First, there was the willingness to do anything, everything, whatever it took, in order to produce another quality issue and thereby move the Torah community’s agenda forward. No matter how seemingly beneath him, Reb Nisson was prepared to do what needed to done.

I don’t think this stemmed from humility, although Reb Nisson certainly exuded no airs; it was, instead, rooted in the fact that he was in it for the emes, he really believed in the cause. His daughter recalls him running down a Brooklyn street upon spotting an inexperienced writer whose first work he had just published, just to offer his thanks. Who does things like that? Someone who’s lishmah.

Related to this is a seeming contradiction he embodied. On the one hand, he was the ultimate “party man,” a loyal soldier of the Agudah movement, who held the megaphone that broadcast its positions to the world. Cynics might have called him its “minister of information.” At the same time, however, Reb Nisson was a sophisticate, a deep and independent thinker, someone whose witty repartee and worldliness told you he was no one’s fool.

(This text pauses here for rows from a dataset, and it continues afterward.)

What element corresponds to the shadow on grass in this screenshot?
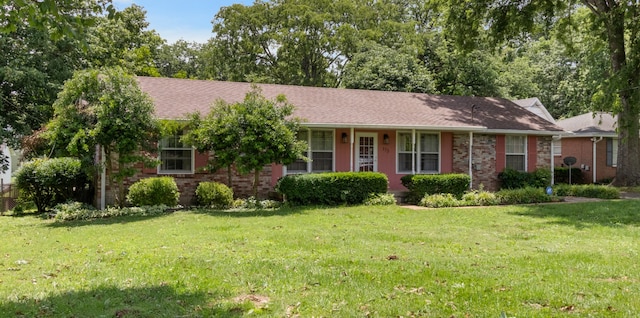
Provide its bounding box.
[511,200,640,228]
[0,285,253,317]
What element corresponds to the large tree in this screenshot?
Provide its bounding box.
[444,0,640,186]
[45,68,157,205]
[183,86,307,196]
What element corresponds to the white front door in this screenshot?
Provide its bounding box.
[356,133,378,171]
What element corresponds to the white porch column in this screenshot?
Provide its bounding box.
[349,127,356,172]
[469,131,473,189]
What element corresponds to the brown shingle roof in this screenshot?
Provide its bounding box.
[138,77,562,133]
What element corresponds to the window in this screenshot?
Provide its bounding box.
[397,132,440,173]
[158,133,194,173]
[287,130,334,173]
[551,140,562,156]
[607,138,618,167]
[506,136,527,171]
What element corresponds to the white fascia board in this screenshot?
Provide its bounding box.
[300,122,487,132]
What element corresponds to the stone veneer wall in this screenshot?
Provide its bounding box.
[104,165,273,206]
[453,133,499,191]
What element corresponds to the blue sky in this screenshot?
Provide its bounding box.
[113,0,253,43]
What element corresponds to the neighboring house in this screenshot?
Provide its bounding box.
[554,112,618,183]
[102,77,561,204]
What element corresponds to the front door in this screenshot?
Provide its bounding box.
[356,133,378,171]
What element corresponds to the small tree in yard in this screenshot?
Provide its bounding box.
[47,68,157,205]
[185,86,307,196]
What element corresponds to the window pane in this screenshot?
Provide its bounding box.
[506,155,526,171]
[506,136,525,154]
[398,153,412,172]
[287,151,307,173]
[420,134,440,152]
[420,154,438,172]
[398,133,413,152]
[311,152,333,172]
[311,130,333,150]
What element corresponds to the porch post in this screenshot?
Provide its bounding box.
[411,129,416,174]
[349,127,356,172]
[469,131,473,189]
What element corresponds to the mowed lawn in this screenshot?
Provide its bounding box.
[0,200,640,317]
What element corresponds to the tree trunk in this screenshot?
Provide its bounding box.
[598,1,640,186]
[253,169,261,199]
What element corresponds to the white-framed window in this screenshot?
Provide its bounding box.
[158,132,195,174]
[551,140,562,157]
[505,135,527,172]
[396,132,440,173]
[287,129,335,173]
[607,138,618,167]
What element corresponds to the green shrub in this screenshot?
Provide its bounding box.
[196,182,233,209]
[363,193,396,205]
[498,168,551,189]
[127,177,180,206]
[496,187,553,204]
[15,158,89,213]
[462,190,500,206]
[400,174,471,202]
[52,202,170,222]
[553,184,620,199]
[419,193,462,208]
[276,172,389,205]
[553,167,585,184]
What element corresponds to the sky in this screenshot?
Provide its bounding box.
[113,0,253,44]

But if he embodied the contrast, he embodied its resolution too: He was sophisticated enough to know that subservience to those wise in Torah is the ultimate sophistication. In Shaarei Teshuvah (3:156), Rabbeinu Yonah writes that reverence of Torah greats leads to fear of Heaven. And it is of such fear that it is said (Iyov 28:28) “Behold, yiras Hashem is wisdom,” meaning that it, and it alone, is true wisdom (see Shabbos 31b on the quoted verse). And so it was that Reb Nisson, because he was intellectually with-it, made it okay to be mevatel daas to gedolei Torah.

Until I became an editor, I never appreciated how difficult some parts of Reb Nisson’s work might have been for him. For a frum publication, there is always going to be a more limited pool of qualified potential writers (although I believe there’s a lot more as-yet untapped talent out there than some think), particularly if the editor is looking for writers to address a specific topic.

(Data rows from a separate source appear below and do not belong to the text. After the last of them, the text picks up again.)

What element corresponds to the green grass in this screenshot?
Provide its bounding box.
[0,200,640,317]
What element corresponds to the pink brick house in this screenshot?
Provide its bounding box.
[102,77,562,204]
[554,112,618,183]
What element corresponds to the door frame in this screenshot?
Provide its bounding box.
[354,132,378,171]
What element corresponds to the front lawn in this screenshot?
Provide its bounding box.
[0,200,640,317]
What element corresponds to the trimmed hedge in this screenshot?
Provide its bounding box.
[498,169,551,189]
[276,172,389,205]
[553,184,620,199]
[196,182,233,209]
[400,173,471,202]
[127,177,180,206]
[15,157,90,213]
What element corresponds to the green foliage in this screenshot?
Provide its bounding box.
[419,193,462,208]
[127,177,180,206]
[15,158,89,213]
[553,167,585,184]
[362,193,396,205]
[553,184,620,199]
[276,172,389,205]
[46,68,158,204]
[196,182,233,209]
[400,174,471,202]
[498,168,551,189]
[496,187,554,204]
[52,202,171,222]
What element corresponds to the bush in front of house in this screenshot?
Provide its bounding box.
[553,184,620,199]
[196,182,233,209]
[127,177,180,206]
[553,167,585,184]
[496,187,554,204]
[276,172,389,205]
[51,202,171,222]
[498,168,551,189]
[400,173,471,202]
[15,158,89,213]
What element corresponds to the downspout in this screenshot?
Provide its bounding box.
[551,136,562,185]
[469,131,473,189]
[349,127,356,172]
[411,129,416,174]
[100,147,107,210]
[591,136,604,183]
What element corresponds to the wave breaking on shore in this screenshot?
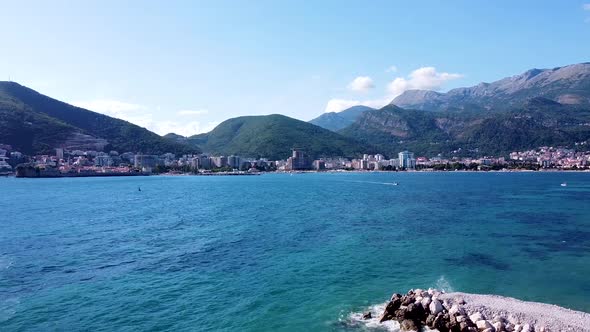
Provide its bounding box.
[348,289,590,332]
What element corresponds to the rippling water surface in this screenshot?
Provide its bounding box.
[0,173,590,331]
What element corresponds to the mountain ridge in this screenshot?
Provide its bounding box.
[0,81,197,154]
[186,114,369,159]
[391,62,590,111]
[309,105,373,131]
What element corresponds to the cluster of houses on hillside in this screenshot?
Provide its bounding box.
[0,144,590,176]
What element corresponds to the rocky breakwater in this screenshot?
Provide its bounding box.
[372,289,590,332]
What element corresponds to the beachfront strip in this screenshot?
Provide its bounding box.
[0,144,590,177]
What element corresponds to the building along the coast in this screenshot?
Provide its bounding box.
[398,150,416,169]
[286,149,311,171]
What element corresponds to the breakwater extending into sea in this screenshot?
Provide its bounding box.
[0,172,590,331]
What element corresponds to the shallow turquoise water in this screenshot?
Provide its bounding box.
[0,173,590,331]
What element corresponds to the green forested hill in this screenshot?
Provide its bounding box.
[339,98,590,156]
[187,114,370,159]
[0,82,198,154]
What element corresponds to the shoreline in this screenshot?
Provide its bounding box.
[349,289,590,332]
[0,169,590,179]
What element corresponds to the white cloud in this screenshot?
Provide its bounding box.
[325,67,463,113]
[387,67,463,98]
[71,99,219,136]
[324,97,391,113]
[348,76,375,92]
[72,99,145,116]
[325,99,361,113]
[385,66,397,73]
[176,109,209,116]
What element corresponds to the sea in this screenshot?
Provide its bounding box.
[0,172,590,331]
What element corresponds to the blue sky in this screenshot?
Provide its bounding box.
[0,0,590,135]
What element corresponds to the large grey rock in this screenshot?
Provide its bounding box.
[475,319,495,331]
[399,319,420,332]
[428,300,443,315]
[469,312,485,323]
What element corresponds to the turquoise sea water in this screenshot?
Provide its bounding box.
[0,173,590,331]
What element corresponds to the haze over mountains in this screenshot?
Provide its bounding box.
[391,62,590,111]
[0,63,590,159]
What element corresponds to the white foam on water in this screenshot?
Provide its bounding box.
[347,303,400,332]
[434,276,455,293]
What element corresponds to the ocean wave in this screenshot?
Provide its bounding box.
[347,275,455,332]
[346,302,400,332]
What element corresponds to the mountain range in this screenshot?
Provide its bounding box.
[0,63,590,159]
[167,114,370,159]
[0,82,200,154]
[309,105,373,131]
[391,62,590,111]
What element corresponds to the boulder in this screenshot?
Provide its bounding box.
[428,300,443,315]
[492,321,504,332]
[425,314,436,329]
[379,294,402,323]
[469,312,486,323]
[402,295,416,306]
[406,302,426,321]
[399,319,420,332]
[421,296,432,310]
[475,319,494,331]
[449,303,465,316]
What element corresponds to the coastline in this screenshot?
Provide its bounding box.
[349,289,590,332]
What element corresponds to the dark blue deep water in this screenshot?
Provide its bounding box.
[0,173,590,331]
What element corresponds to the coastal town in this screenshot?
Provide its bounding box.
[0,144,590,178]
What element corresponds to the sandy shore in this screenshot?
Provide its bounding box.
[439,292,590,332]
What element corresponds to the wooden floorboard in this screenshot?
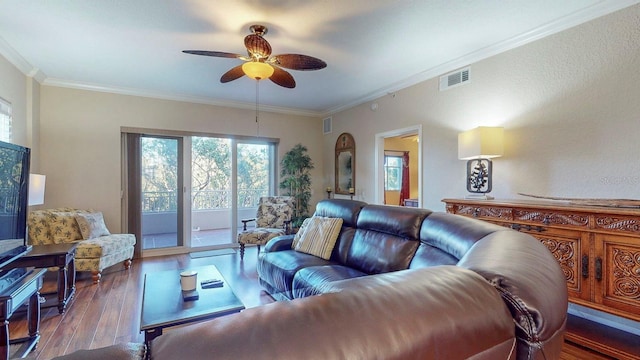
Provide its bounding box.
[9,247,611,360]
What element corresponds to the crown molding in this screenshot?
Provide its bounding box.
[0,36,34,75]
[42,78,321,117]
[322,0,640,117]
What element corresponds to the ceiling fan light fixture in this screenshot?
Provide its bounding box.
[242,61,274,80]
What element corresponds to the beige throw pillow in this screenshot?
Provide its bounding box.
[75,212,111,240]
[294,216,342,260]
[291,218,311,250]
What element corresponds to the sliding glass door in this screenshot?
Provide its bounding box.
[191,137,234,247]
[140,136,184,251]
[125,134,277,254]
[236,143,275,235]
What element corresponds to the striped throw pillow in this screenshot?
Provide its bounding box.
[295,216,342,260]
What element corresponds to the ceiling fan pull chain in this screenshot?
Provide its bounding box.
[256,80,260,137]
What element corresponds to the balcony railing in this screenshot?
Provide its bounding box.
[142,189,269,212]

The best writers and thinkers, even if they’re not professional writers, are often in huge demand or are too otherwise occupied to write. Meanwhile, the quality of the submissions that come in unsolicited may leave much to be desired. Although the JO in its time had a near-monopoly, I assume there were months when Rabbi Wolpin faced the problem of putting together a creditable issue from the material on hand. And I have no doubt that, as a result, there were many times when he had the unenviable task of doing a deep edit or a complete overhaul of writing specimens that were wholly unworthy of publication as submitted.

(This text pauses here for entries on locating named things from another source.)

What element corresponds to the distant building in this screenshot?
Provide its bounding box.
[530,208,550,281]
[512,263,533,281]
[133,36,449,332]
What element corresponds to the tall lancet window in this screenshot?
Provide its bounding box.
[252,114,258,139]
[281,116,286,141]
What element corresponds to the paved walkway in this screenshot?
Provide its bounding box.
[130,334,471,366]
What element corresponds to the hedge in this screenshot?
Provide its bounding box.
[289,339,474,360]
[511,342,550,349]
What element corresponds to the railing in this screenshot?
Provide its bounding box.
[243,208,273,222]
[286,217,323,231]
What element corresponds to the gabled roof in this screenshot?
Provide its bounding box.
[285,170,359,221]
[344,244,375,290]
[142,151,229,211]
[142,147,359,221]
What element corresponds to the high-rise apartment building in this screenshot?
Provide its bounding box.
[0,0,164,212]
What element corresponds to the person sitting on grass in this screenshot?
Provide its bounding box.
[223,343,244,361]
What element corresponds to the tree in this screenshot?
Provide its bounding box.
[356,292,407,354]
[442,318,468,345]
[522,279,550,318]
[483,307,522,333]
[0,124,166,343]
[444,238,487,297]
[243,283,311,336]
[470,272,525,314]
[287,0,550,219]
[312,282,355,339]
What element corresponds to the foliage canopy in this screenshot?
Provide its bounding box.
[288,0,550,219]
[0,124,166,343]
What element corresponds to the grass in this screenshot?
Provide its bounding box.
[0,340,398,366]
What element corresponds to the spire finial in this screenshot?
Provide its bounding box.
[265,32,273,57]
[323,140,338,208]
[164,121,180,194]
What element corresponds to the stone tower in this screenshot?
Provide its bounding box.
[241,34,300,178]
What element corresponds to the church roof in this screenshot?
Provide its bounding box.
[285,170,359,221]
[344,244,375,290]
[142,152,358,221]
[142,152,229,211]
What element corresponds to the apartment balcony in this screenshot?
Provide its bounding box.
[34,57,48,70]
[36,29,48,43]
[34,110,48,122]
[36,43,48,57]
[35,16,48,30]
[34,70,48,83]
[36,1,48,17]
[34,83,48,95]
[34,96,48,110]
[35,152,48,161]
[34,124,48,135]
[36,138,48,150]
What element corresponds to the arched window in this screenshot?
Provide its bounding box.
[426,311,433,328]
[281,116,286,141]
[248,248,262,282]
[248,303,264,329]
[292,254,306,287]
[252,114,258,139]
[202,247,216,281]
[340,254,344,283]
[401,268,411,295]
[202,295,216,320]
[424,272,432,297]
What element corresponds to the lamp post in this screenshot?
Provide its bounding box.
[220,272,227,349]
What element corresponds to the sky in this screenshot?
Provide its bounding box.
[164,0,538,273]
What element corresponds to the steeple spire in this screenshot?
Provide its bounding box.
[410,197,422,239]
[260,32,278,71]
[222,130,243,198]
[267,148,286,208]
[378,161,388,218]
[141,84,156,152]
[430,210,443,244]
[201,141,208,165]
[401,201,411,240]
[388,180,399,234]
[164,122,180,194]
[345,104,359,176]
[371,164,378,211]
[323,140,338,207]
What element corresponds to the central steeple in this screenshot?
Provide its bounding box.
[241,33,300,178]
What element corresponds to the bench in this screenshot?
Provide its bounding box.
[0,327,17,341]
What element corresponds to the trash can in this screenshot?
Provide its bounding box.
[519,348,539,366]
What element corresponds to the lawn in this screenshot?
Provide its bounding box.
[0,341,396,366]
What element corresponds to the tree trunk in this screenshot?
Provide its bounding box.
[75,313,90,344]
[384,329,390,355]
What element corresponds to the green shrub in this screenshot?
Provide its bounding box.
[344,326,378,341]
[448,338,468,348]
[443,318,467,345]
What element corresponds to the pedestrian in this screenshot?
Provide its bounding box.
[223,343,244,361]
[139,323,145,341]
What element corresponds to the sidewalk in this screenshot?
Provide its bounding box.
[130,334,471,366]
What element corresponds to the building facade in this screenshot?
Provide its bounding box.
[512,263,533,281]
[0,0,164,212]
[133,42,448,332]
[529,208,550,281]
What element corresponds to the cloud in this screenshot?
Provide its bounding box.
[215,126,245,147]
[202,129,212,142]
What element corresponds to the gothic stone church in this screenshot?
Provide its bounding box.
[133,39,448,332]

As essential a purpose as the JO served, and as much edification, inspiration, and enjoyment as it brought to generations of readers (I’ve never parted with the large stack of issues sitting in a closet at home, although I never seem to get around to going through them), not all of what appeared therein sparkled. The work of some writers, including that of Reb Nisson, surely did, but then there were the pieces he had to print due to necessity, including the aforementioned dearth of alternative material.

And so, Reb Nisson likely had to undertake to rehabilitate weak prose, restring mangled syntax, and replace misused vocabulary in a way that made those articles printable, yet not unrecognizable to their authors. I can only imagine that having to do so was probably neither easy nor enjoyable for him. He was, after all, someone who so obviously loved language and took visceral delight in the well-turned phrase or gainfully employed word. I always fancied him our William Safire.

The most enduring memories, however, will be of the simple, everyday kindnesses that flowed from the elemental dignity bestowed upon one and all. My wife wrote a piece for the Jewish Observer while still in high school, about her experiences volunteering along with her Bais Yaakov classmates at Chronic Disease Hospital. She had natural writing talent even back then, but it was still the work of a teenager. Yet she recalls feeling that Rabbi Wolpin treated her essay like that of an aspiring writer with potential, not the sophomoric first try of, well, a sophomore.

Reb Nisson wouldn’t, couldn’t have it any other way. Yehi zichro baruch.